The latest was certainly the highest barrier to entry I found during the first 24 months developing management advisory services in Spain.

Although it can seem surprising, in Spain there is still a lack of knowledge about private equity funds and how they work. Management teams are still not aware of how important they are in private equity transactions. I always have in mind these words that I was told by one of my bosses, highly experienced in private equity deals,  

For financial sponsors it is more crucial to invest in a good jockey than in a good racehorse. A good jockey can make an ordinary racehorse win the race however a bad jockey can make the best racehorse lose it”.

Nowadays there are many private equity firms operating in Spain (small, medium, large, national, international, generalist, specialised) sitting on a mountain of dry powder. However, the number of outstanding companies to invest in is scarce and great management teams are “hidden gems”.

But this environment it is not so different to the one my colleagues in London had to face when they founded Liberty in 2006 and since then we have advised more than 400 management teams in deals with more than 130 private equity houses. It is clear that the Spanish private equity industry has not the size and is not so developed as the UK but we are committed to make our contribution to place Spanish management teams on the same level as their counterparts in other countries.

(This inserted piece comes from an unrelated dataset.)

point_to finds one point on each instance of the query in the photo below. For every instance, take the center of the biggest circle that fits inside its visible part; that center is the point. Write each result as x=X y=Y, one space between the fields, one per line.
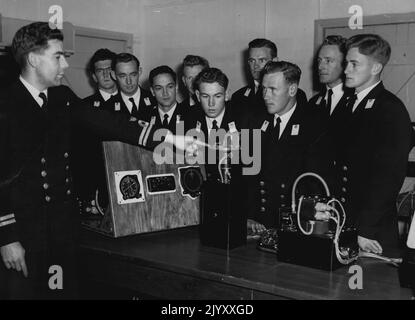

I would like to conclude saying that I cannot hide the fact that a couple of times (one of them during the worst moments of the Covid pandemic) I seriously thought to give up and return to my previous life as M&A advisor. But finally, perseverance and hard work gave results. We have been involved in three deals in Spain during the last twelve months, two of them among the highest transactions value deals and, that is not all, we are now working in lots of mid market deals and are contacted by many other managers interested in our service. We are very proud to have supported these management teams and very happy to have obtained an excellent outcome for them and are keen to continue doing it with other management teams in the coming years both in large and mid-market deals.

I don’t want to miss the opportunity to thank all the people who always trusted in me (family, friends, colleagues) and specially Dan and Mick from Liberty. Without their support during the bad times the second part of my experience developing this service in Spain would not have been possible.